Interview: Ton de Jonge, Bakkerswinkel Den Haag

Auteur: Thijs Jacobs
10 april 2017
Interview: Ton de Jonge, Bakkerswinkel Den Haag

Ton de Jonge is vanaf 1 april bedrijfsleider van de Bakkerswinkel in Den Haag. De vestiging vind je in een uniek pand, met maar liefst drie verdiepingen. In Nederland heeft de Bakkerswinkel nu al acht vestigingen, die je vindt in Amsterdam, Rotterdam, Utrecht, Zoetermeer en Den Haag. 

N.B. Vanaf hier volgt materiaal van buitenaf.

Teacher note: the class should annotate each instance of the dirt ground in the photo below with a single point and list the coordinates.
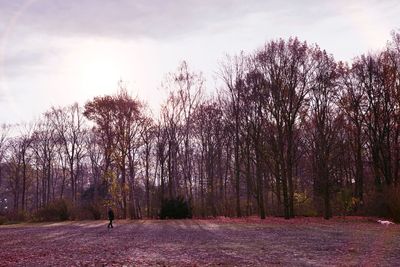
(217, 242)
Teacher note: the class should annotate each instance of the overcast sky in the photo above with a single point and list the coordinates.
(56, 52)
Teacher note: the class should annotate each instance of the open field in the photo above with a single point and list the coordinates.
(226, 242)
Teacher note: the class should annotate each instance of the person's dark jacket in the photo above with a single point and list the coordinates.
(110, 215)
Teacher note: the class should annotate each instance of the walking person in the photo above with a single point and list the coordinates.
(110, 217)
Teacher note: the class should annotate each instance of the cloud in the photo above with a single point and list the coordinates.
(156, 19)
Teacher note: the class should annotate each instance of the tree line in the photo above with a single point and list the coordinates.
(289, 132)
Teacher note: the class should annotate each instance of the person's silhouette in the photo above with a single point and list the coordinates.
(110, 217)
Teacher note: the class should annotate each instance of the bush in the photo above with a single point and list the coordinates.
(304, 205)
(384, 203)
(175, 208)
(56, 211)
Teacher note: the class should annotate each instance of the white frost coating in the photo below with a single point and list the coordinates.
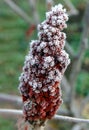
(40, 61)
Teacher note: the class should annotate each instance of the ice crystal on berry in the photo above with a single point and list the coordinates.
(44, 67)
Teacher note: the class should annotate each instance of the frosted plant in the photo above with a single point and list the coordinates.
(44, 67)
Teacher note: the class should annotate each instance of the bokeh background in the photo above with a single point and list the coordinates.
(15, 35)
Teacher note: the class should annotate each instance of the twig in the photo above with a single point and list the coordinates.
(18, 10)
(13, 112)
(76, 67)
(71, 119)
(32, 4)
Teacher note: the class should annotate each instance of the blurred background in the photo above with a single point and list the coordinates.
(18, 21)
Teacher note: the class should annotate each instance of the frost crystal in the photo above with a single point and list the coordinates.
(44, 67)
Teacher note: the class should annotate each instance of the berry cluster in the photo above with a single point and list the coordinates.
(44, 67)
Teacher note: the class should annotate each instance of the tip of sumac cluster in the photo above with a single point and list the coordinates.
(44, 67)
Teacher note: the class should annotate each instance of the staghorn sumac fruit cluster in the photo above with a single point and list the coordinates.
(44, 67)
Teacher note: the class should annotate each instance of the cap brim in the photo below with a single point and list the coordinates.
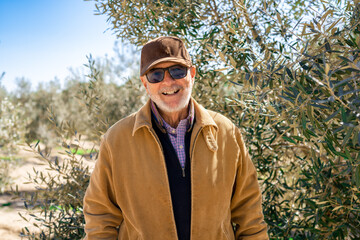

Ton is geen onbekend gezicht, want tot een jaar geleden was hij ‘shiftleader’ in de Zoetermeerse vestiging van de lunchroomketen. “De horeca zit bij mij in het bloed: al vanaf mijn veertiende werk in in de horeca, inmiddels ben ik 29 jaar oud. Van lunchroom tot sterrenzaak; ik heb eigenlijk alles al gezien en meegemaakt”, vertelt de enthousiaste bedrijfsleider. Ton kreeg het wel voor zijn kiezen, want nadat hij op 31 maart de laatste dienst draaide bij zijn oude werkgever, ging op 1 april alweer vroeg de wekker om hem aan te sporen om naar Den Haag te vertrekken voor zijn eerste dag bij de Bakkerswinkel. "De overgang was voor mij niet zo lastig, aangezien ik ervaring had in Zoetermeer. Daarnaast heeft de oude bedrijfsleider me wel een beetje wegwijs gemaakt. Mij krijgen ze niet zomaar gek, vooral door mijn ruime horecaervaring." 

Aantrekkelijke uren

De terugkeer naar de Bakkerswinkel was een logische stap voor Ton, vooral dankzij de mogelijkheid om bedrijfsleider te worden en de aantrekkelijke werktijden die een dagzaak biedt. “Drie jaar geleden ben ik getrouwd; dat is voor mij een belangrijke motivatie geweest om op zoek te gaan naar een functie met meer regelmatige werktijden en een grotere verantwoordelijkheid”, aldus de energieke bedrijfsleider. “Hiervoor werkte ik dan ook in horecazaken waar je geregeld van tien uur ‘s ochtends tot middernacht bezig was; dat is binnen de horeca geen uizondering.”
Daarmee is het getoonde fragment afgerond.